Il teatro si apre alla città e punta sui giovani: è questo ciò che è avvenuto con il laboratorio teatrale “Comizi d’amore e di guerra”, svoltosi tra il 17 e il 23 agosto grazie alla Bottega degli Apocrifi di Manfredonia, all’interno del progetto giovanile “Ri-generazione Apocrifi”.
Il laboratorio era aperto a chiunque avesse “tra i 14 e i 30 anni portati bene”, ma in realtà l’età era un limite solo formale.

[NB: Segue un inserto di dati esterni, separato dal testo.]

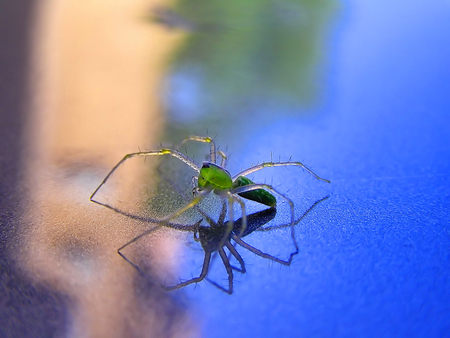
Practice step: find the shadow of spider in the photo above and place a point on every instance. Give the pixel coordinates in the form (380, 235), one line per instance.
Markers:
(212, 241)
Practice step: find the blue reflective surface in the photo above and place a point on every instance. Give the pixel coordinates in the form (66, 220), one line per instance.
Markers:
(374, 258)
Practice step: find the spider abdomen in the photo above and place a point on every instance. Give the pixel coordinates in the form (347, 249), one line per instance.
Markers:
(258, 195)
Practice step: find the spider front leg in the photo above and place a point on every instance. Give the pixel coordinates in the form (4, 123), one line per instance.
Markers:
(203, 139)
(201, 277)
(277, 164)
(170, 152)
(229, 269)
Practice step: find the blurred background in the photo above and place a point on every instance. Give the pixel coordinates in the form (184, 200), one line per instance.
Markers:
(357, 90)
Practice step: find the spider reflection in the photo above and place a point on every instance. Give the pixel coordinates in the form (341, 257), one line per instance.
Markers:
(212, 240)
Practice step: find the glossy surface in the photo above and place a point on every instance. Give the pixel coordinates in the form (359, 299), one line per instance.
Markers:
(358, 91)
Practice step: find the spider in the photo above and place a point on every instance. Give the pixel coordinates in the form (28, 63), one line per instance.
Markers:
(211, 238)
(213, 177)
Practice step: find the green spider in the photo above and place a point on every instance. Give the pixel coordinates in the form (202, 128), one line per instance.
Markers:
(213, 177)
(211, 237)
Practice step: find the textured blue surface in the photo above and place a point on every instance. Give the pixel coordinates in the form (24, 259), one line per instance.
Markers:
(375, 257)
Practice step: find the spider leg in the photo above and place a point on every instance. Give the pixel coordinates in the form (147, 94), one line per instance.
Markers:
(229, 269)
(277, 164)
(202, 275)
(206, 139)
(232, 197)
(234, 252)
(161, 152)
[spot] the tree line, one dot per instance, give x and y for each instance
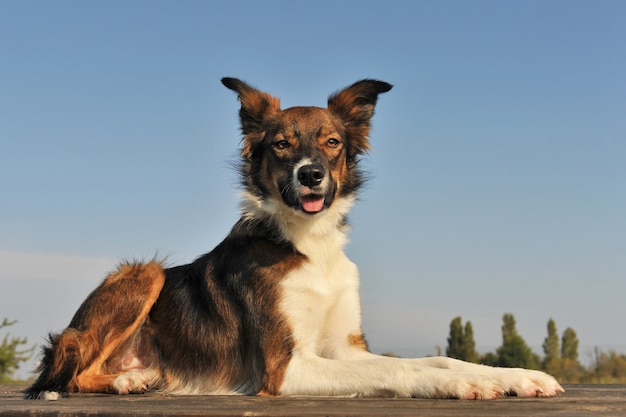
(560, 354)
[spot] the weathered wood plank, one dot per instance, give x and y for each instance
(578, 400)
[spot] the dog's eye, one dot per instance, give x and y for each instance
(281, 144)
(333, 143)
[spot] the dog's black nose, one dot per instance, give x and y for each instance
(311, 175)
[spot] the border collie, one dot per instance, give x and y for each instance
(274, 309)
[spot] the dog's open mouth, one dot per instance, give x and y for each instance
(312, 203)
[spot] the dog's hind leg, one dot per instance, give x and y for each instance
(102, 341)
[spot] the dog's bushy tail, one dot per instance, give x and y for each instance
(60, 361)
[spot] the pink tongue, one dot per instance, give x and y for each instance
(312, 205)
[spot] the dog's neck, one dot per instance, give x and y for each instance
(317, 236)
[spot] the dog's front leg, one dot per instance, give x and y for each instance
(515, 381)
(313, 375)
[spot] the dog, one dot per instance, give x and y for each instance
(274, 309)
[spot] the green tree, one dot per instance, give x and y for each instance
(461, 343)
(514, 352)
(469, 344)
(455, 339)
(551, 345)
(569, 345)
(10, 354)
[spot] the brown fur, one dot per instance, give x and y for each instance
(215, 325)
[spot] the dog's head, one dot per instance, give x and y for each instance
(304, 158)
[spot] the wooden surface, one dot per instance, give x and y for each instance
(578, 400)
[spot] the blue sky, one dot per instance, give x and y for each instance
(497, 175)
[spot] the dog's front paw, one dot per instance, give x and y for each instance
(461, 385)
(134, 382)
(527, 383)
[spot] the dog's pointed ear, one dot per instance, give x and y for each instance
(355, 106)
(255, 107)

Le tematiche analizzate e rivissute all’interno del lavoro/laboratorio/spettacolo riguardavano l’appartenenza, il senso del “mi riguarda”,” mi interessa”. I testi utilizzati erano “Odio gli indifferenti” di Antonio Gramsci, “Lettera ai cappellani militari” di Don Milani, “L’Arte di Strisciare” di Holbach e “Non voglio più morire”, un testo contro la guerra di Luis Ferdinand Celine.
Il laboratorio si è svolto nel teatro Comunale per i primi incontri, mentre il 21 e 23 agosto è stato riproposto in Villa Comunale, presso il Monumento dei Caduti. La città ha risposto positivamente, certo basita di fronte ai numerosi esercizi per prendere familiarità nello spazio, alle attività di movimento e canto che precedevano la lettura dei brani di Gramsci o Milani, e di fronte la piccola rappresentazione sull’arte del ricamare ed intessere ipocritamente i rapporti col padrone, basandosi sul testo di Holbach.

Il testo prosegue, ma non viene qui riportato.